Nós éramos Ferrari espera por Luce há oito anos.
Era janeiro de 2018 quando, no Salão Internacional do Automóvel da América do Norte em Detroit, o ex-presidente e CEO da Ferrari, Sergio Marchionne, sugeriu o primeiro EV “cavalo que ruge” para competir com a Tesla.

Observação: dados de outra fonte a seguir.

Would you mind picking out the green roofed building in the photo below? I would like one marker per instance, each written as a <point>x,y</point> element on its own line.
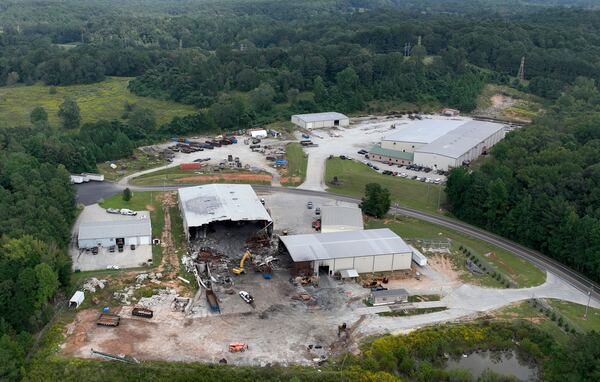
<point>390,156</point>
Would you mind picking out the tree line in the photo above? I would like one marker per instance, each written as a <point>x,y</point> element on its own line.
<point>541,185</point>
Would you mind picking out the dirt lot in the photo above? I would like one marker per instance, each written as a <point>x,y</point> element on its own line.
<point>278,330</point>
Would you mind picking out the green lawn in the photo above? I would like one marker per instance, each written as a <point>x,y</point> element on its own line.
<point>138,162</point>
<point>297,162</point>
<point>143,200</point>
<point>174,176</point>
<point>103,100</point>
<point>521,272</point>
<point>353,177</point>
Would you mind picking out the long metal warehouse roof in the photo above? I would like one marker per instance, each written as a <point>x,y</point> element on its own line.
<point>332,245</point>
<point>317,117</point>
<point>134,226</point>
<point>218,202</point>
<point>461,140</point>
<point>424,131</point>
<point>341,216</point>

“Se um supercarro elétrico for construído, a Ferrari será a primeira.” Marchionne disse. “As pessoas estão se perguntando o que Tesla fez com o supercarro: não quero menosprezar Elon, mas acho que é possível para todos.”
Bem, a Ferrari não foi a primeira. Mas certamente recebeu o prêmio de lançamento de EV mais esperado de sempre, que com o abandono do modelo militar do “apelido” inicial Elettrica, finalmente manifesta os poderes em outubro, e então em fevereiro, o LoveFrom projetado pela Apple, Jony Ive e Marc Newson lideraram o design de interiores.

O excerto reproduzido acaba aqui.